There are numerous challenges that can impact the delivery of quality hospice and palliative care services to rural populations. Geography, resources and staff education and retention are a few. Unpredictable access to patient homes is another impediment to quality care. Weather, topographical features, poor road maintenance and the distance between homes can all combine to make it difficult to deliver care. Telemedicine is perhaps making its biggest impact in rural communities where clinicians must travel great distances between patients.
“We leverage telemedicine, and we find that it works better for the patient population because they would rather be in their home most of the time, they feel safer in their home.

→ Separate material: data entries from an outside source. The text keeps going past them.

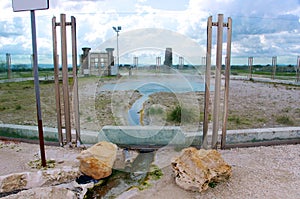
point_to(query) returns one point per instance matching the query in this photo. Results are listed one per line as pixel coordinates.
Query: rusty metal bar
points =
(250, 65)
(37, 88)
(298, 70)
(64, 60)
(8, 64)
(75, 80)
(216, 109)
(56, 82)
(274, 64)
(207, 82)
(227, 78)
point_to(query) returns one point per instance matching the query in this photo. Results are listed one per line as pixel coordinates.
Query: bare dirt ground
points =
(261, 172)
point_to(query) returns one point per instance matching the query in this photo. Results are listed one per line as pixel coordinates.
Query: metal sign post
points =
(22, 5)
(216, 105)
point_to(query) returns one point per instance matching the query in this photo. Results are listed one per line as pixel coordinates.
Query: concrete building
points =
(98, 63)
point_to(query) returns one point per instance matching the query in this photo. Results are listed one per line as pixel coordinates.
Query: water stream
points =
(121, 181)
(149, 85)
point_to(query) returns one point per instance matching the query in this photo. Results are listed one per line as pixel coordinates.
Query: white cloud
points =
(260, 28)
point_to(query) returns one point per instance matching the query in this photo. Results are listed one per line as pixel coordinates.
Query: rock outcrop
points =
(98, 160)
(196, 169)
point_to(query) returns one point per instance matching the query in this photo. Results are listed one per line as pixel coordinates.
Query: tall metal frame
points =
(65, 81)
(216, 106)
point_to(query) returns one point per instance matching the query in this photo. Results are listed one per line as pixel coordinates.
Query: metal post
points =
(207, 82)
(56, 82)
(65, 77)
(75, 81)
(217, 82)
(118, 59)
(8, 63)
(298, 69)
(274, 64)
(37, 88)
(250, 64)
(227, 78)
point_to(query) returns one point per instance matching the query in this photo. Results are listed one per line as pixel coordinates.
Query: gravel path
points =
(260, 172)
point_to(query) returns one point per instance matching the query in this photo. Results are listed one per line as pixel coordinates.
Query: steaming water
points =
(149, 85)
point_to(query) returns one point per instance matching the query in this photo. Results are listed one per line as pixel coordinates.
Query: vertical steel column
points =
(274, 64)
(298, 69)
(8, 64)
(250, 64)
(227, 78)
(64, 60)
(56, 82)
(207, 82)
(75, 80)
(217, 82)
(37, 89)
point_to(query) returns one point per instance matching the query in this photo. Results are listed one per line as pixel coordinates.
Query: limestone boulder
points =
(41, 178)
(98, 160)
(196, 169)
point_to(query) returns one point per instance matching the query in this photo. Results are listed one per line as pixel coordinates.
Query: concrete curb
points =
(152, 135)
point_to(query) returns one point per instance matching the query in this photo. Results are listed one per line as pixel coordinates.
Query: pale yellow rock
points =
(98, 160)
(195, 169)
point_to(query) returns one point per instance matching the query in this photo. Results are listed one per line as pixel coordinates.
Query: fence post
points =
(216, 109)
(56, 82)
(8, 63)
(64, 60)
(227, 78)
(250, 65)
(75, 81)
(207, 83)
(274, 64)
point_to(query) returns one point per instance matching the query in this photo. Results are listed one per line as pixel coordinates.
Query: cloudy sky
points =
(261, 29)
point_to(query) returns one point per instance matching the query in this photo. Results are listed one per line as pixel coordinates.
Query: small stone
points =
(196, 170)
(98, 160)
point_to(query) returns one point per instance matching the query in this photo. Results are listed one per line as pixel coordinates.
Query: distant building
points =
(98, 63)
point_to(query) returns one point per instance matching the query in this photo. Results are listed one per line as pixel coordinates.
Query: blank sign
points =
(27, 5)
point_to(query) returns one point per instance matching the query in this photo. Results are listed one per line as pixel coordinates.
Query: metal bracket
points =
(67, 24)
(216, 24)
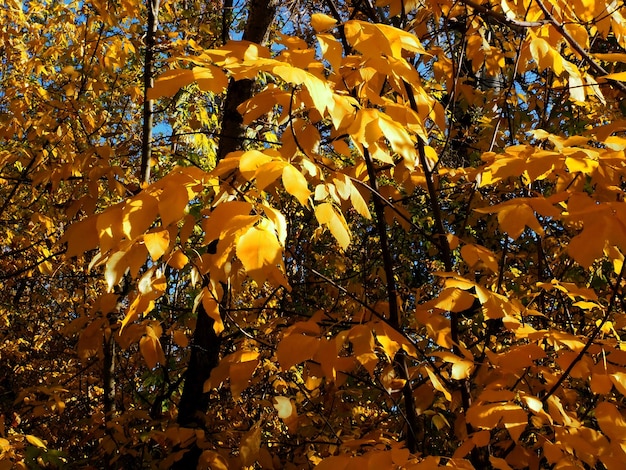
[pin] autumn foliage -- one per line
(380, 234)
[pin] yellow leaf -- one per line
(150, 348)
(279, 222)
(81, 237)
(250, 161)
(212, 309)
(115, 269)
(180, 338)
(172, 203)
(157, 243)
(284, 406)
(321, 22)
(240, 374)
(250, 447)
(258, 248)
(454, 300)
(358, 203)
(331, 50)
(611, 421)
(178, 260)
(35, 441)
(213, 460)
(296, 184)
(377, 39)
(498, 463)
(619, 76)
(477, 256)
(296, 348)
(170, 82)
(139, 215)
(437, 384)
(210, 78)
(326, 214)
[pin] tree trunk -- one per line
(206, 344)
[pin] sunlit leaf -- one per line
(321, 22)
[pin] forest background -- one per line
(344, 234)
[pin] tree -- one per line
(408, 250)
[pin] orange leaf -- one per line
(157, 243)
(321, 22)
(326, 214)
(296, 184)
(284, 406)
(296, 348)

The windshield time for our providers is one factor, but also it’s difficult for somebody in a rural population to get out of their house,” Mistler told Hospice News. “Maybe they don’t have an easy mode of transportation, or even if they do it takes an hour or more to get somewhere. They can get help via telemedicine much more quickly.”
A Promising Step
Ultimately, it is important that people have access for hospice and palliative care services, regardless of where they live. It’s certainly a step in the right direction that hospitals and health care providers are starting to realize the importance of growing these services.
It’s also vital that the public becomes more informed about palliative care in general. Palliative care can be so beneficial for so many different people; not just those that are terminally ill. But it only works if the hospitals and health care providers make more of these services available outside clinic walls. Providing outreach to their communities about the benefits would go a long way as well.
It can be disorienting for very ill patients to access care in a hospital or health clinic setting. Interacting with doctors and health professionals in the familiar space of the home, whether in-person or via technology, seems to be the better option in many instances. Hopefully this trend will continue and grow in the coming years.